Tabular data remains the last bastion unconquered by deep learning. This might change soon.

📄 I was intrigued by a Nature paper released over a week ago demonstrating that deep learning methods can outperform boosting algorithms on tabular data - arguably the most classical case of machine learning.

📊 These scenarios involve classification or regression tasks where each datapoint is a row in a table, with various features, measurements, or descriptors as columns. Long ago we learnt that in any domain even the fanciest hand-crafting and modelling loses to throwing (considerably) more computational power and data - as the wise old adage says - GPU go brr. It is therefore surprising these settings remain outside of DL's reach.

🧬 While Random Forests and XGBoost have long reigned supreme in such applications, alternative approaches like TabNet, SAINT, and Well-tuned simple nets (note authors) demonstrated promising performance for years. In biology and chemistry, deep foundational models have allowed for progressively better fine-tuning, falling short compared to traditional ML methods in the tabular realm.

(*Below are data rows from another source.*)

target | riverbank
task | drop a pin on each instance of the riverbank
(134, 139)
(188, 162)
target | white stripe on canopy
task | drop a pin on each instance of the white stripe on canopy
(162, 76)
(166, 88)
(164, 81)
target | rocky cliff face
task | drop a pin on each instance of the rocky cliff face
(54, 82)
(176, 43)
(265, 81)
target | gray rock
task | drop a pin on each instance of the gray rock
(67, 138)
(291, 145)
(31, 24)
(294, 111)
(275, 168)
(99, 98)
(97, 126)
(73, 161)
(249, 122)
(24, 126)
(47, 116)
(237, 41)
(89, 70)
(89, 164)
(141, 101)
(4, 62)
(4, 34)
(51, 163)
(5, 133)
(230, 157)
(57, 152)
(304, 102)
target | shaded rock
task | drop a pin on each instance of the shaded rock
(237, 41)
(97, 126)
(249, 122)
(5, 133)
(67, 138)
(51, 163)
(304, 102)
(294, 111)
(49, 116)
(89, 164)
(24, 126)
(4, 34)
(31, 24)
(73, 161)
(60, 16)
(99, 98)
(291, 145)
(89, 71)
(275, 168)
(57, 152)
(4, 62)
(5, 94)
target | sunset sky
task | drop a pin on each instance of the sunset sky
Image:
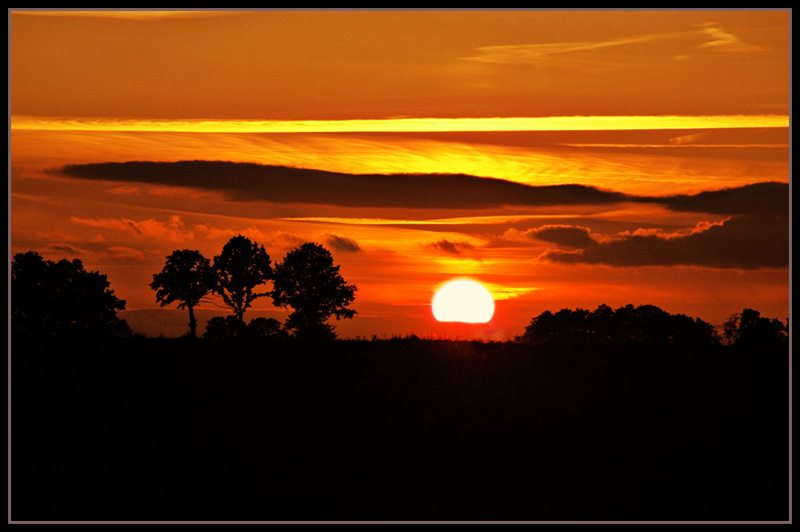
(417, 146)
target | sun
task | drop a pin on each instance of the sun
(463, 300)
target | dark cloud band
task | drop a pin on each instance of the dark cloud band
(281, 184)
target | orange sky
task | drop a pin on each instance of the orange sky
(701, 100)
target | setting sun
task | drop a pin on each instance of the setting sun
(463, 300)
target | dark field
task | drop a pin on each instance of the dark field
(405, 429)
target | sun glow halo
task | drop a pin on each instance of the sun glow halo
(463, 300)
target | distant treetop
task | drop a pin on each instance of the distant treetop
(62, 299)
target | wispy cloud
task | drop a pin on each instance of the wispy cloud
(343, 243)
(745, 242)
(529, 53)
(723, 41)
(172, 230)
(128, 14)
(279, 184)
(399, 125)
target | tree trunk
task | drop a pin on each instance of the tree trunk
(192, 323)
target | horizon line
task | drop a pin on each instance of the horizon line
(403, 124)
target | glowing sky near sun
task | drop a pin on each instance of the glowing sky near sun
(651, 109)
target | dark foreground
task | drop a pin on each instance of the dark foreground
(408, 430)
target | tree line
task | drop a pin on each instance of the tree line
(62, 299)
(648, 324)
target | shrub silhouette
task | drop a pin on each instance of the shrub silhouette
(646, 324)
(241, 267)
(230, 327)
(187, 277)
(308, 282)
(62, 299)
(749, 330)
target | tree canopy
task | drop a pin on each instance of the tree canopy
(62, 299)
(308, 282)
(242, 266)
(749, 329)
(187, 277)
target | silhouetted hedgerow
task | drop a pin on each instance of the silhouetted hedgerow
(645, 324)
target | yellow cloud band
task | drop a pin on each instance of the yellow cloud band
(560, 123)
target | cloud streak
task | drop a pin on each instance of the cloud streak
(745, 242)
(280, 184)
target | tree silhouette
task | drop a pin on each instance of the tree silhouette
(645, 324)
(187, 277)
(62, 299)
(309, 283)
(230, 327)
(241, 267)
(750, 330)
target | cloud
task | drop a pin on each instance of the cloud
(564, 235)
(767, 198)
(281, 184)
(172, 231)
(722, 41)
(343, 243)
(447, 246)
(528, 53)
(746, 242)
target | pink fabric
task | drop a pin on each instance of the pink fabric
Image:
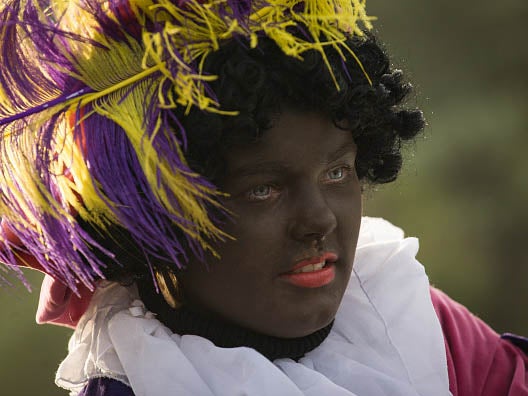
(479, 362)
(57, 304)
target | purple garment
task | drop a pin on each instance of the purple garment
(106, 387)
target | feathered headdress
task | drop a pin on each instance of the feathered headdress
(87, 93)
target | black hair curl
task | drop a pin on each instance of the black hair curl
(263, 82)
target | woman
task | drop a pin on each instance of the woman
(208, 159)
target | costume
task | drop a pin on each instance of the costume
(386, 339)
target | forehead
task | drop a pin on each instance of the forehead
(294, 140)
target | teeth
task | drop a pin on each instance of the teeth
(310, 268)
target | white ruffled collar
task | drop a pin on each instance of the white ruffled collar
(386, 340)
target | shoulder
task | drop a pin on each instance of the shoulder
(480, 361)
(106, 387)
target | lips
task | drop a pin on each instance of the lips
(313, 272)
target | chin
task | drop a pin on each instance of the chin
(304, 324)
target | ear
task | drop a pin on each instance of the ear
(59, 305)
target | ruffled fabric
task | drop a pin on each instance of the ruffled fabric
(386, 340)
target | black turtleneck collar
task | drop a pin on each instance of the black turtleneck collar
(222, 334)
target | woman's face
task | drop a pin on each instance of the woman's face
(296, 204)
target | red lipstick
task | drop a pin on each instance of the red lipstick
(313, 272)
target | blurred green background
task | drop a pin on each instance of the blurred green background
(463, 192)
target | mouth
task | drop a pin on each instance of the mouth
(313, 272)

💡 TabPFN Paper, based on years of continuous research and improvements, proposes a transformer trained on millions of synthetic datasets to develop strategies on a per-dataset basis using in-context learning. At first, the robustness of described results sounded puzzling, so I decided to test it on two specific blood-brain barrier permeability subproblems on unreleased datasets between 2-5 thousand datapoints in size.

⚙️ I expected to spend hours wrangling with a research-quality repository to plug in the data. Alas my expectations were shattered - TabPFN comes in an installable, comprehensible, high-quality package - literally a two line plug-and-play to Python's scikit-learn interface. MPS not being supported (a fail-fast error message with a call to action - wow!), I needed Colab with a GPU to make it run.

⚖️ I hope you're not expecting a detailed analysis from this brief post (though I might give it a 5x5 CV Tukey's HSD as per Polaris's guideliness at some point). In these particular settings, it reached - though not surpassed - the performance of the top-scoring boosted methods.

Multiple caveats aside - it might be worth checking out when dealing with problems with less than ten thousand samples - and easy to do so.